Computer Science Test
Important: The last administration of the GRE® Computer Science Test will be in April 2013. The test will be discontinued after the April 2013 administration. Scores will be reportable for five years.
All other GRE Subject Tests will continue to be administered.
- The test consists of approximately 70 multiple-choice questions, some of which are grouped in sets and based on such materials as diagrams, graphs and program fragments.
- The approximate distribution of questions in each edition of the test according to content categories is indicated by the following outline.
- The percentages given are approximate; actual percentages will vary slightly from one edition of the test to another.
I. SOFTWARE SYSTEMS AND METHODOLOGY — 40%
A. Data organization
- Data types
- Data structures and implementation techniques
B. Program control and structure
- Iteration and recursion
- Procedures, functions, methods and exception handlers
- Concurrency, communication and synchronization
C. Programming languages and notation
- Constructs for data organization and program control
- Scope, binding and parameter passing
- Expression evaluation
D. Software engineering
- Formal specifications and assertions
- Verification techniques
- Software development models, patterns and tools
- Compilers, interpreters and run-time systems
- Operating systems, including resource management and protection/security
- Networking, Internet and distributed systems
- System analysis and development tools
II. COMPUTER ORGANIZATION AND ARCHITECTURE — 15%
A. Digital logic design
- Implementation of combinational and sequential circuits
- Optimization and analysis
B. Processors and control units
- Instruction sets
- Computer arithmetic and number representation
- Register and ALU organization
- Data paths and control sequencing
C. Memories and their hierarchies
- Performance, implementation and management
- Cache, main and secondary storage
- Virtual memory, paging and segmentation
D. Networking and communications
- Interconnect structures (e.g., buses, switches, routers)

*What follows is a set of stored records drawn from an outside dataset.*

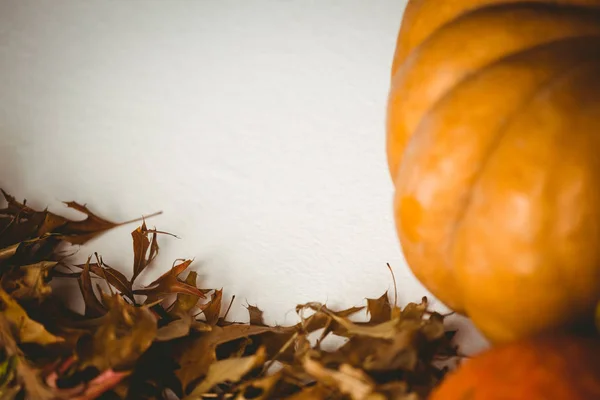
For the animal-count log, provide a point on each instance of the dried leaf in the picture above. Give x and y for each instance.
(27, 330)
(213, 311)
(93, 306)
(256, 315)
(379, 309)
(348, 380)
(28, 282)
(230, 370)
(80, 232)
(186, 302)
(9, 251)
(169, 283)
(125, 333)
(175, 329)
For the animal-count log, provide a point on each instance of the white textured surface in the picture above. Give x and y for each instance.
(256, 126)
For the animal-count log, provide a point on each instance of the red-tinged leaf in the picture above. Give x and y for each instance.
(141, 243)
(93, 306)
(102, 383)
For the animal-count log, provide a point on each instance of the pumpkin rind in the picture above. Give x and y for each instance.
(423, 17)
(552, 368)
(493, 156)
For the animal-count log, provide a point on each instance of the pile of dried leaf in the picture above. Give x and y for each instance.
(127, 348)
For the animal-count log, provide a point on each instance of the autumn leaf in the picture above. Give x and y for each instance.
(122, 349)
(93, 306)
(184, 303)
(80, 232)
(112, 276)
(379, 309)
(28, 281)
(212, 311)
(229, 370)
(125, 333)
(256, 315)
(145, 249)
(27, 330)
(169, 283)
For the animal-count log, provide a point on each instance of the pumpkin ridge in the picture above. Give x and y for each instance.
(398, 136)
(542, 87)
(465, 270)
(413, 12)
(538, 91)
(500, 6)
(586, 47)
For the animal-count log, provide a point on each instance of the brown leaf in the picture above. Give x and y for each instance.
(144, 249)
(348, 380)
(175, 329)
(114, 278)
(256, 315)
(169, 283)
(263, 388)
(213, 311)
(26, 330)
(196, 353)
(9, 251)
(93, 306)
(229, 370)
(28, 282)
(126, 332)
(379, 309)
(184, 303)
(79, 232)
(316, 392)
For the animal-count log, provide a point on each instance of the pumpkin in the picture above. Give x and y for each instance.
(551, 368)
(493, 145)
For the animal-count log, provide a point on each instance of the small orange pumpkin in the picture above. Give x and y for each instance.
(551, 368)
(493, 143)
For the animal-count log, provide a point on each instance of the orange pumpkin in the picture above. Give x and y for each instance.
(552, 368)
(493, 142)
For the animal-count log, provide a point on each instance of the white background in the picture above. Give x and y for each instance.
(257, 127)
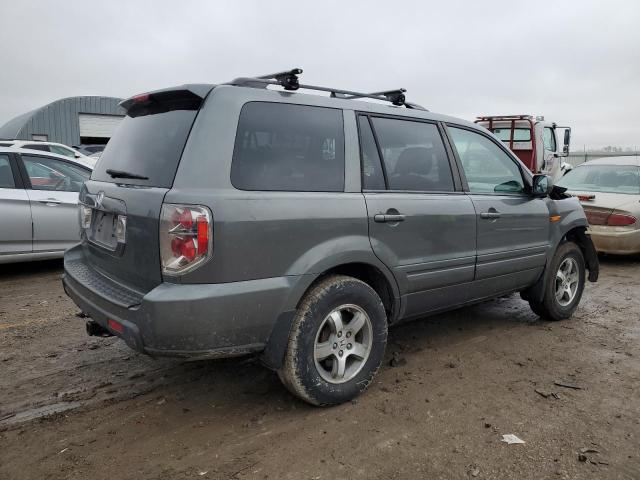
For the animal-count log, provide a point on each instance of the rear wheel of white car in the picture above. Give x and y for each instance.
(337, 342)
(564, 284)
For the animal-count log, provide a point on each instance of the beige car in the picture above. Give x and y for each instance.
(609, 191)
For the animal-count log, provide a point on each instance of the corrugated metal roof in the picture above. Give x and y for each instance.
(59, 119)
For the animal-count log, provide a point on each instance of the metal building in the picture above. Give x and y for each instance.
(71, 121)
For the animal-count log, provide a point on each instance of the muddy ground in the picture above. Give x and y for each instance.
(78, 407)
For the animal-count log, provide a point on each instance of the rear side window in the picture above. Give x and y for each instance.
(149, 144)
(414, 156)
(6, 176)
(285, 147)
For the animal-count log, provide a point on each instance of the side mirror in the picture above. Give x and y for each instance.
(567, 141)
(542, 186)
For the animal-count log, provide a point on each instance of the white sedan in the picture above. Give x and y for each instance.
(38, 203)
(609, 191)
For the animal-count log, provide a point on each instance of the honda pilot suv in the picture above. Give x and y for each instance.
(245, 217)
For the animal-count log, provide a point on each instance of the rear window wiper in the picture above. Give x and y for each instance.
(123, 174)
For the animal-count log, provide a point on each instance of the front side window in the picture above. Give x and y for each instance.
(286, 147)
(549, 139)
(414, 156)
(6, 176)
(54, 175)
(487, 167)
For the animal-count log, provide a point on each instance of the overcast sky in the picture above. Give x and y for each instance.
(577, 63)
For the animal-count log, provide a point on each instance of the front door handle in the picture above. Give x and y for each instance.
(51, 202)
(388, 218)
(490, 215)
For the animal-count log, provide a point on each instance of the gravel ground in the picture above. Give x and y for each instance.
(78, 407)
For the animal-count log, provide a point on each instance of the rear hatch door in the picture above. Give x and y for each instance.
(129, 182)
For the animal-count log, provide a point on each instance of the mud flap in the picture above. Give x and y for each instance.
(583, 240)
(273, 355)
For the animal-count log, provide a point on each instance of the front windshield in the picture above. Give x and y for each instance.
(603, 178)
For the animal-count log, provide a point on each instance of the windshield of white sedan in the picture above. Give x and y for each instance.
(603, 178)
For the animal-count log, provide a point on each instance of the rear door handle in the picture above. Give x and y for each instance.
(388, 218)
(52, 202)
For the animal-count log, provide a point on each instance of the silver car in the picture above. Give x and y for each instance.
(609, 190)
(38, 204)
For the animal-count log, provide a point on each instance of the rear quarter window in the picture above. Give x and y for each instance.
(285, 147)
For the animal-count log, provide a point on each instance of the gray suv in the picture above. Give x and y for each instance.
(233, 219)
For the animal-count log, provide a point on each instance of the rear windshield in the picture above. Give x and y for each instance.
(148, 146)
(603, 178)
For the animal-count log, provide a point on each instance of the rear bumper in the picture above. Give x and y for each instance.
(616, 240)
(194, 320)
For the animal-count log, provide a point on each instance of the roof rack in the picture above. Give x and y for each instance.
(289, 81)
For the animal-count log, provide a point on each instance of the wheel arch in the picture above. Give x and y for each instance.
(578, 235)
(373, 273)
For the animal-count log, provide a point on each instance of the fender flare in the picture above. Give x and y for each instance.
(273, 355)
(580, 237)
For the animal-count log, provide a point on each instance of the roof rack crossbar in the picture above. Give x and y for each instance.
(289, 80)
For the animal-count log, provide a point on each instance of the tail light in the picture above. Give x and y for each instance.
(620, 220)
(186, 237)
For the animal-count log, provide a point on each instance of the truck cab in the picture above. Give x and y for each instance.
(533, 140)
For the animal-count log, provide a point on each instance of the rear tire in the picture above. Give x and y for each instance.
(337, 342)
(564, 284)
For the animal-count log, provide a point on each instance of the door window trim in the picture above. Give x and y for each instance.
(453, 167)
(524, 173)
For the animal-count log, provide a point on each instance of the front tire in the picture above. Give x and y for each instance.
(564, 284)
(337, 342)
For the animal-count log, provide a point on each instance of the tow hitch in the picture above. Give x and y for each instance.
(96, 330)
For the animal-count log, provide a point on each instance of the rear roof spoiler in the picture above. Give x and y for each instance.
(188, 97)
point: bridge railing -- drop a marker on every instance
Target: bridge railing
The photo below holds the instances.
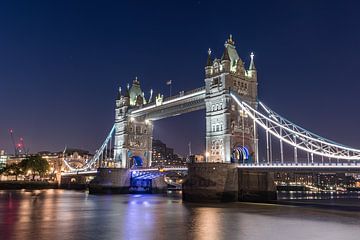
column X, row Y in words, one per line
column 299, row 165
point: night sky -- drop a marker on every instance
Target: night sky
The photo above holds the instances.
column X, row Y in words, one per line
column 61, row 63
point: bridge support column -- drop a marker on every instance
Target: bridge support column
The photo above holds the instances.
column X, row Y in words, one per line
column 110, row 180
column 256, row 186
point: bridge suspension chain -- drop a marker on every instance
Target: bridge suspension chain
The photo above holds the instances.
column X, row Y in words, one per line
column 294, row 135
column 99, row 155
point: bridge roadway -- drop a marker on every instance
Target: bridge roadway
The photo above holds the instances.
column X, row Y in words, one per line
column 278, row 167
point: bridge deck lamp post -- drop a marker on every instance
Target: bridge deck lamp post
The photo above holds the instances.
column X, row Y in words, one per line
column 207, row 155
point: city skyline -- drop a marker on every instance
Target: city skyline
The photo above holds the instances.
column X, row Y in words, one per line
column 60, row 86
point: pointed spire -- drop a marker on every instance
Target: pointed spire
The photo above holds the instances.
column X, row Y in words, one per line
column 230, row 40
column 252, row 64
column 209, row 61
column 119, row 93
column 225, row 55
column 127, row 91
column 151, row 92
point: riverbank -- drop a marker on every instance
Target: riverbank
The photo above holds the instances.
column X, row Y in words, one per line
column 38, row 185
column 17, row 185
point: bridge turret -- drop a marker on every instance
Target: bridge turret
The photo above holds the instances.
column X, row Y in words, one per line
column 225, row 61
column 252, row 68
column 209, row 63
column 226, row 130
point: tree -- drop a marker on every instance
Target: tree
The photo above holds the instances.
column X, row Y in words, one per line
column 35, row 164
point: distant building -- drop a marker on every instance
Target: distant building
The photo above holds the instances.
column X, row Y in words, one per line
column 75, row 157
column 196, row 158
column 3, row 159
column 164, row 156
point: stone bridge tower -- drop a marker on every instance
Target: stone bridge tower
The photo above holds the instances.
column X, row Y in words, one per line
column 230, row 134
column 133, row 136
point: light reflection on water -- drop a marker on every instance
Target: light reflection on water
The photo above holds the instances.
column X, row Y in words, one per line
column 60, row 214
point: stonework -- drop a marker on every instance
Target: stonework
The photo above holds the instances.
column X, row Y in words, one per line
column 133, row 136
column 227, row 127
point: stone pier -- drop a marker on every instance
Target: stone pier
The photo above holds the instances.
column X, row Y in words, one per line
column 211, row 182
column 256, row 186
column 223, row 182
column 110, row 180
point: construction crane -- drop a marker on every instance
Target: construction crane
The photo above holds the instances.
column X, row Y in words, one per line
column 13, row 142
column 19, row 148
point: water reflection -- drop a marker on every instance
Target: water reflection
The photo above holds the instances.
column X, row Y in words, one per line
column 58, row 214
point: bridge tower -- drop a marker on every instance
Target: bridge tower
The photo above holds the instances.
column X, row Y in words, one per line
column 230, row 134
column 133, row 136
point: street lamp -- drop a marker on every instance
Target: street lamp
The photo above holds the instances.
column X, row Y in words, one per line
column 207, row 155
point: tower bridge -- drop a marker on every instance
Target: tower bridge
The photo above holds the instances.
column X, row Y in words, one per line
column 234, row 118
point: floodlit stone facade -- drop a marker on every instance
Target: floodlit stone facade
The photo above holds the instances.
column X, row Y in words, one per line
column 227, row 127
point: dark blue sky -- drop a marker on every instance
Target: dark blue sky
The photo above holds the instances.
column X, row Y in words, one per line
column 61, row 63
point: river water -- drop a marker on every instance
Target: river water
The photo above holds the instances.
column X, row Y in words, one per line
column 63, row 214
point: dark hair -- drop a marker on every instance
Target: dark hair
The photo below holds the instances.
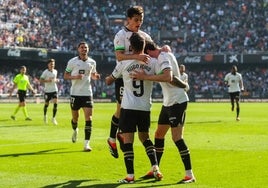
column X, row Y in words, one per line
column 82, row 42
column 150, row 45
column 51, row 60
column 135, row 10
column 137, row 42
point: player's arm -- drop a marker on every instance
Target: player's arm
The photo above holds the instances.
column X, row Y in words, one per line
column 68, row 76
column 12, row 89
column 30, row 87
column 164, row 76
column 176, row 81
column 95, row 76
column 109, row 79
column 120, row 56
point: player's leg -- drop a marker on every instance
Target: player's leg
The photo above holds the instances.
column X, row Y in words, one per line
column 160, row 140
column 75, row 106
column 115, row 120
column 143, row 128
column 21, row 104
column 55, row 109
column 237, row 101
column 232, row 99
column 88, row 127
column 177, row 128
column 46, row 98
column 128, row 126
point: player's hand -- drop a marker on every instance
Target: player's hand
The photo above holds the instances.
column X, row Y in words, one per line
column 138, row 75
column 166, row 48
column 144, row 58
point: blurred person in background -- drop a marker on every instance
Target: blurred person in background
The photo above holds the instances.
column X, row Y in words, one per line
column 21, row 81
column 50, row 80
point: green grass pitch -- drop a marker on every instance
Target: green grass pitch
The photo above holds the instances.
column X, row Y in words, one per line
column 224, row 152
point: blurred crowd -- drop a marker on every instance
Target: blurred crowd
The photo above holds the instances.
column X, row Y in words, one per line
column 203, row 82
column 205, row 25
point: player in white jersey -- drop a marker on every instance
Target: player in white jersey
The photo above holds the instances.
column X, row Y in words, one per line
column 80, row 70
column 235, row 85
column 135, row 108
column 173, row 112
column 50, row 80
column 123, row 51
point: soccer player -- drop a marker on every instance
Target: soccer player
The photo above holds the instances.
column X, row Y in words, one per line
column 80, row 70
column 123, row 51
column 135, row 108
column 21, row 81
column 173, row 111
column 184, row 75
column 235, row 85
column 49, row 78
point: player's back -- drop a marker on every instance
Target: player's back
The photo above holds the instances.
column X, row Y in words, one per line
column 137, row 93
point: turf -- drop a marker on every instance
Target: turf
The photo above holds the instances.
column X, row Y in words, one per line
column 225, row 153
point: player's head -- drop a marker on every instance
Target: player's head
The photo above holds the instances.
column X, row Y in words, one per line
column 83, row 48
column 151, row 48
column 182, row 68
column 135, row 16
column 137, row 42
column 23, row 69
column 234, row 69
column 51, row 64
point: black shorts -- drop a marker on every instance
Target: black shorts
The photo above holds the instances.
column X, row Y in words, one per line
column 49, row 96
column 119, row 88
column 78, row 102
column 173, row 115
column 22, row 95
column 130, row 120
column 234, row 95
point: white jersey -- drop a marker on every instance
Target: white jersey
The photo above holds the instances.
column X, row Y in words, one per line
column 184, row 77
column 171, row 94
column 77, row 66
column 50, row 86
column 233, row 81
column 121, row 40
column 137, row 93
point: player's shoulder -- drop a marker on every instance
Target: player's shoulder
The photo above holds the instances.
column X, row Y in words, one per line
column 145, row 35
column 72, row 60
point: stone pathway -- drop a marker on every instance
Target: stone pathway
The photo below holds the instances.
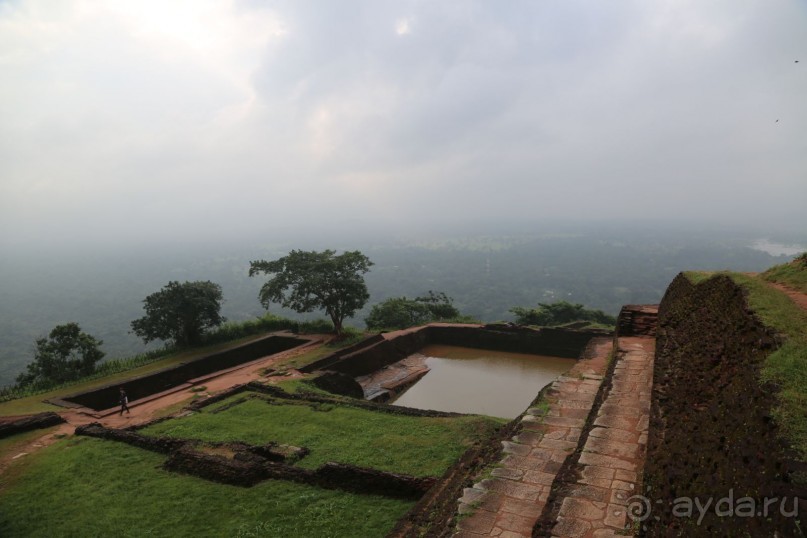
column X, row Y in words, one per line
column 610, row 465
column 509, row 503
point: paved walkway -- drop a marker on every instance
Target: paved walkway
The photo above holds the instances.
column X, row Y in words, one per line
column 509, row 503
column 610, row 465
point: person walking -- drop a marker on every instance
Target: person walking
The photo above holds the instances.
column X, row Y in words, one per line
column 124, row 402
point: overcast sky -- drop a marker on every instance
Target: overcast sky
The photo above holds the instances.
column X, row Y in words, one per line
column 132, row 119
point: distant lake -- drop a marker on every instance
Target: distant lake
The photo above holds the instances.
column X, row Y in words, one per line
column 494, row 383
column 778, row 249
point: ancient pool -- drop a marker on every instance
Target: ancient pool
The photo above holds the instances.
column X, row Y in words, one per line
column 481, row 381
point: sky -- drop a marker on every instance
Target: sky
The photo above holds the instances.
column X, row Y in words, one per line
column 134, row 121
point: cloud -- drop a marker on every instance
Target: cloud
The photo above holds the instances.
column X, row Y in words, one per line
column 145, row 119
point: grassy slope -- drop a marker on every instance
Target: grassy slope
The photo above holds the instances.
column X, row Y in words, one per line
column 90, row 487
column 36, row 404
column 413, row 445
column 787, row 366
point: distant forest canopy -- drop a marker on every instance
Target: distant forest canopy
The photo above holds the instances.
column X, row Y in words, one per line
column 486, row 275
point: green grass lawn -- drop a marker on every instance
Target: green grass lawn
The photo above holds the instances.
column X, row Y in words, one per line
column 36, row 403
column 84, row 487
column 793, row 274
column 787, row 366
column 413, row 445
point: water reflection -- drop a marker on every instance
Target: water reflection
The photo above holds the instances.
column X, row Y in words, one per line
column 468, row 380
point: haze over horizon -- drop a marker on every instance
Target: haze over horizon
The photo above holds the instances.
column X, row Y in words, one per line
column 125, row 121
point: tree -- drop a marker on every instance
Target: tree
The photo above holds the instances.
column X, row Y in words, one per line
column 180, row 312
column 308, row 281
column 559, row 313
column 66, row 354
column 401, row 312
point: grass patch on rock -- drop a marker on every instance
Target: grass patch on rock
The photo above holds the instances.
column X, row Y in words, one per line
column 420, row 446
column 793, row 274
column 90, row 487
column 787, row 365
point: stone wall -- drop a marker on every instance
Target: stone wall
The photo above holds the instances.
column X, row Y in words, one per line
column 568, row 343
column 711, row 432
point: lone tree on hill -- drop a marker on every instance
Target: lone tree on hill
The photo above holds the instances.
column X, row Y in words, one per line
column 180, row 312
column 401, row 312
column 307, row 281
column 66, row 354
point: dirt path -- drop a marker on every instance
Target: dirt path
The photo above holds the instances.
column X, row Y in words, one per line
column 150, row 409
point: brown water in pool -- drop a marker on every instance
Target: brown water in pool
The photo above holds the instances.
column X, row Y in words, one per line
column 485, row 382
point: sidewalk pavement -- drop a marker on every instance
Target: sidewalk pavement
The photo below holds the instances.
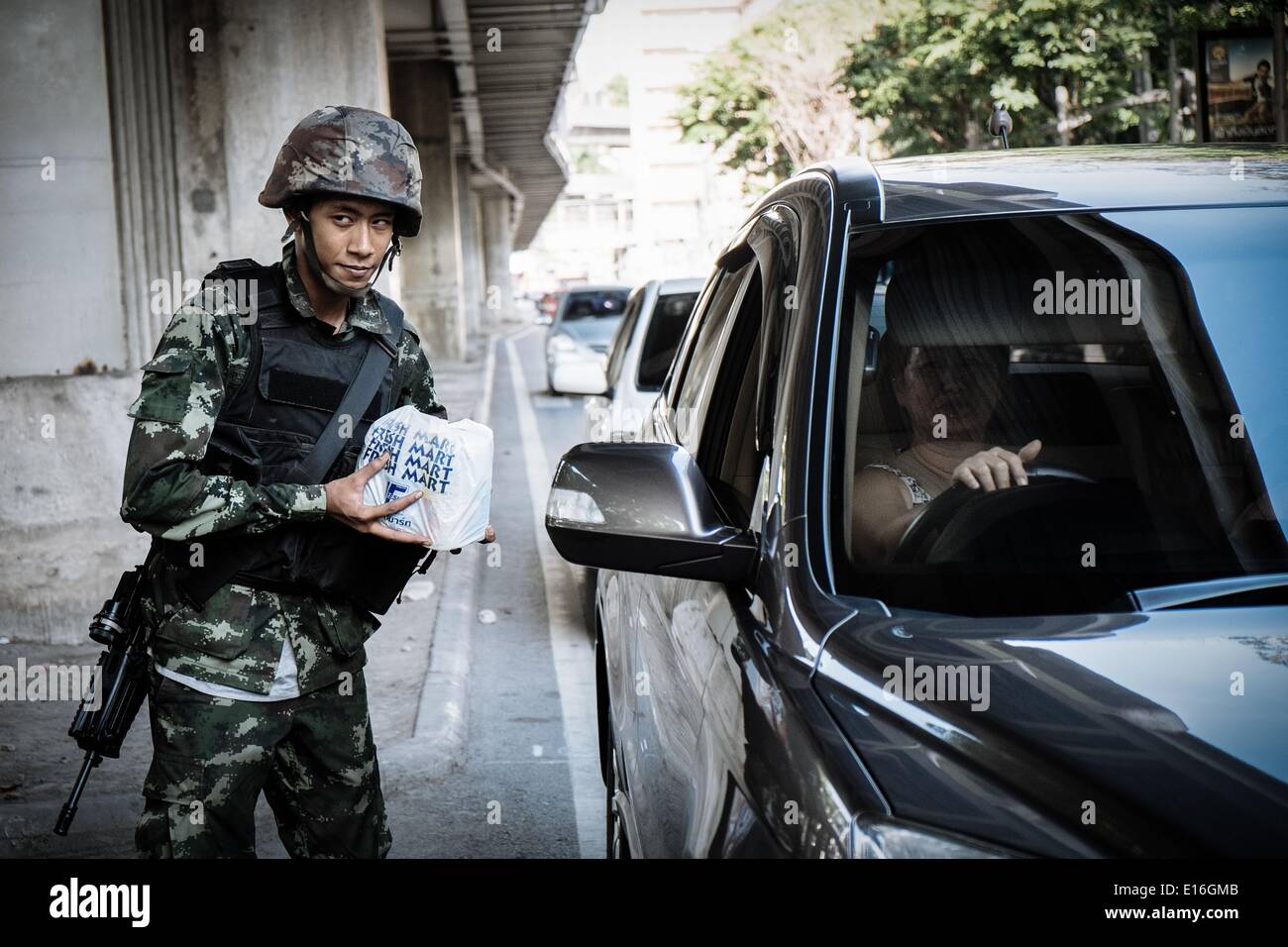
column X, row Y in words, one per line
column 416, row 680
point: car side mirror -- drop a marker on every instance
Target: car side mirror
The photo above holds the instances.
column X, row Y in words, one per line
column 643, row 508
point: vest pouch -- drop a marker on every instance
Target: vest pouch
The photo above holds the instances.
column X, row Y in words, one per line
column 356, row 566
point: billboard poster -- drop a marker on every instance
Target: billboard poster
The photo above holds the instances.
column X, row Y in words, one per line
column 1237, row 93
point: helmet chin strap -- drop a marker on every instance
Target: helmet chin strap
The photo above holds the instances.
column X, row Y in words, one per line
column 312, row 256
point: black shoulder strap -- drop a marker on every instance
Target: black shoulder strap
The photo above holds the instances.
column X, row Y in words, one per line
column 381, row 350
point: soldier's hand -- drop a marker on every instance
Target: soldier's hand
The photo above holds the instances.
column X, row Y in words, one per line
column 344, row 502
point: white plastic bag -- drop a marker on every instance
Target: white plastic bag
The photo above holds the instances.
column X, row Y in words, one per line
column 450, row 459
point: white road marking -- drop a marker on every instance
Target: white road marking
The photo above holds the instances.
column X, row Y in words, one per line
column 441, row 711
column 574, row 652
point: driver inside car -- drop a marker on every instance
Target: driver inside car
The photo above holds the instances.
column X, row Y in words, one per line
column 947, row 395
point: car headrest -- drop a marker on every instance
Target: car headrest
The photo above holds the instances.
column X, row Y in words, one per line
column 1006, row 282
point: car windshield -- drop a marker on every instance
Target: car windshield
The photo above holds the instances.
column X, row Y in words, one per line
column 592, row 304
column 1047, row 414
column 670, row 316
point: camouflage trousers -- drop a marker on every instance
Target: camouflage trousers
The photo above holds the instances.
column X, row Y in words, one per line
column 313, row 757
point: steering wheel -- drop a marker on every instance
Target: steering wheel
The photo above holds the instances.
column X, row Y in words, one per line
column 930, row 523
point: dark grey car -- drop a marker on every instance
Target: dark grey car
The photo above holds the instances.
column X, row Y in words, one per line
column 814, row 637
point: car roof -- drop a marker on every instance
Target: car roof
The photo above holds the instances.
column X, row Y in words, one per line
column 1076, row 178
column 692, row 283
column 597, row 287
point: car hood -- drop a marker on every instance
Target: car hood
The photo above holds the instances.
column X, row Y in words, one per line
column 591, row 330
column 1177, row 716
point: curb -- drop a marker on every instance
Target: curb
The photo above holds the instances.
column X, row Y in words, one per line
column 437, row 744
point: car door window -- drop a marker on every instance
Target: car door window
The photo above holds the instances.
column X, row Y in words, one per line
column 695, row 380
column 745, row 382
column 666, row 325
column 622, row 341
column 1096, row 352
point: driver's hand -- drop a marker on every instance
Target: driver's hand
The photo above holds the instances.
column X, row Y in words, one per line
column 996, row 468
column 344, row 502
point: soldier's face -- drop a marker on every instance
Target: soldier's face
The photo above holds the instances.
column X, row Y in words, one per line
column 351, row 236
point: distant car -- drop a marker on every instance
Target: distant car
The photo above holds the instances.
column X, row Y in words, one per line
column 579, row 337
column 639, row 357
column 816, row 637
column 546, row 307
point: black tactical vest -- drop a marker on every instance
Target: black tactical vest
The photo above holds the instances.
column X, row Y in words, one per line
column 267, row 425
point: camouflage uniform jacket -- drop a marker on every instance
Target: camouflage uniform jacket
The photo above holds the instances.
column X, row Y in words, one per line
column 237, row 638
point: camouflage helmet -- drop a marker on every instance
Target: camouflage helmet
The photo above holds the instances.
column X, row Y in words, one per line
column 343, row 150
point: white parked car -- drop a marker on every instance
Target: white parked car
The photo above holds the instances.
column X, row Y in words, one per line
column 639, row 357
column 579, row 337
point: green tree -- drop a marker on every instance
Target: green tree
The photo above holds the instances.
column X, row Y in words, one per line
column 772, row 101
column 1068, row 71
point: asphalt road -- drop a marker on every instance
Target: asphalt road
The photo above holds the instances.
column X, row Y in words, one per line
column 527, row 783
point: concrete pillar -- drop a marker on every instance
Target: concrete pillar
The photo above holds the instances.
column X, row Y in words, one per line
column 433, row 292
column 241, row 75
column 472, row 252
column 496, row 253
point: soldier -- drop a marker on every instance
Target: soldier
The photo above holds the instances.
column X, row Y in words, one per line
column 258, row 684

- I/O systems and protocols
E. High-performance architectures
- Pipelining superscalar and out-of-order execution processors
- Parallel and distributed architectures
III. THEORY AND MATHEMATICAL BACKGROUND — 40%
A. Algorithms and complexity
- Exact and asymptotic analysis of specific algorithms
- Algorithmic design techniques (e.g., greedy, dynamic programming, divide and conquer)
- Upper and lower bounds on the complexity of specific problems
- Computational complexity, including NP-completeness
B. Automata and language theory
- Models of computation (finite automata, Turing machines)
- Formal languages and grammars (regular and context-free)
C. Discrete structures
Elementary combinatorics and graph theory
Discrete probability, recurrence relations and number theory
IV. OTHER TOPICS — 5%
Example areas include numerical analysis, artificial intelligence, computer graphics, cryptography, security and social issues.
Note: Students are assumed to have a mathematical background in the areas of calculus and linear algebra as applied to computer science.